Li Yongbin, Hui Linhu, Zou Liping, Li Huyang, Xu Luo, Wang Xiaohua, Chua Stephanie
School of Medical Information Engineering, Zunyi Medical University, Zunyi, China.
Faculty of Computer Science and Information Technology, University Malaysia Sarawak, Sarawak, Malaysia.
JMIR Med Inform. 2022 Oct 20;10(10):e41136. doi: 10.2196/41136.
With the rapid expansion of biomedical literature, biomedical information extraction has attracted increasing attention from researchers. In particular, relation extraction between 2 entities is a long-term research topic.
This study aimed to perform 2 multiclass relation extraction tasks of Biomedical Natural Language Processing Workshop 2019 Open Shared Tasks: relation extraction of Bacteria-Biotope (BB-rel) task and binary relation extraction of plant seed development (SeeDev-binary) task. In essence, these 2 tasks are aimed at extracting the relation between annotated entity pairs from biomedical texts, which is a challenging problem.
Traditional research methods adopted feature- or kernel-based methods and achieved good performance. For these tasks, we propose a deep learning model based on a combination of several distributed features, such as domain-specific word embedding, part-of-speech embedding, entity-type embedding, distance embedding, and position embedding. The multi-head attention mechanism is used to extract the global semantic features of an entire sentence. Meanwhile, we introduced a dependency-type feature and the shortest dependency path connecting 2 candidate entities in the syntactic dependency graph to enrich the feature representation.
Experiments show that our proposed model has excellent performance in biomedical relation extraction, achieving F scores of 65.56% and 38.04% on the test sets of the BB-rel and SeeDev-binary tasks. Especially in the SeeDev-binary task, the F score of our model is superior to that of other existing models and achieves state-of-the-art performance.

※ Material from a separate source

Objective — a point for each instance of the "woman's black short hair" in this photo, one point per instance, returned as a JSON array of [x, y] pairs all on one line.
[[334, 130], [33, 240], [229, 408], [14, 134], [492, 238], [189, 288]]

We demonstrated that the multi-head attention mechanism can learn relevant syntactic and semantic features in different representation subspaces and different positions to extract comprehensive feature representation. Moreover, syntactic dependency features can improve the performance of the model by learning dependency relation between the entities in biomedical texts.
随着生物医学文献的迅速增长,生物医学信息提取已引起研究人员越来越多的关注。特别是,两个实体之间的关系提取是一个长期的研究课题。
本研究旨在执行2019年生物医学自然语言处理研讨会开放共享任务中的两个多类关系提取任务:细菌-生物群落关系提取(BB-rel)任务和植物种子发育二元关系提取(SeeDev-binary)任务。从本质上讲,这两个任务旨在从生物医学文本中提取注释实体对之间的关系,这是一个具有挑战性的问题。
传统研究方法采用基于特征或核的方法,并取得了良好的性能。对于这些任务,我们提出了一种基于多种分布式特征组合的深度学习模型,如特定领域词嵌入、词性嵌入、实体类型嵌入、距离嵌入和位置嵌入。多头注意力机制用于提取整个句子的全局语义特征。同时,我们引入了依存类型特征和句法依存图中连接两个候选实体的最短依存路径,以丰富特征表示。
实验表明,我们提出的模型在生物医学关系提取方面具有优异的性能,在BB-rel和SeeDev-binary任务的测试集上分别达到了65.56%和38.04%的F分数。特别是在SeeDev-binary任务中,我们模型的F分数优于其他现有模型,并达到了当前的最优性能。
我们证明了多头注意力机制可以在不同的表示子空间和不同位置学习相关的句法和语义特征,以提取综合特征表示。此外,句法依存特征可以通过学习生物医学文本中实体之间的依存关系来提高模型的性能。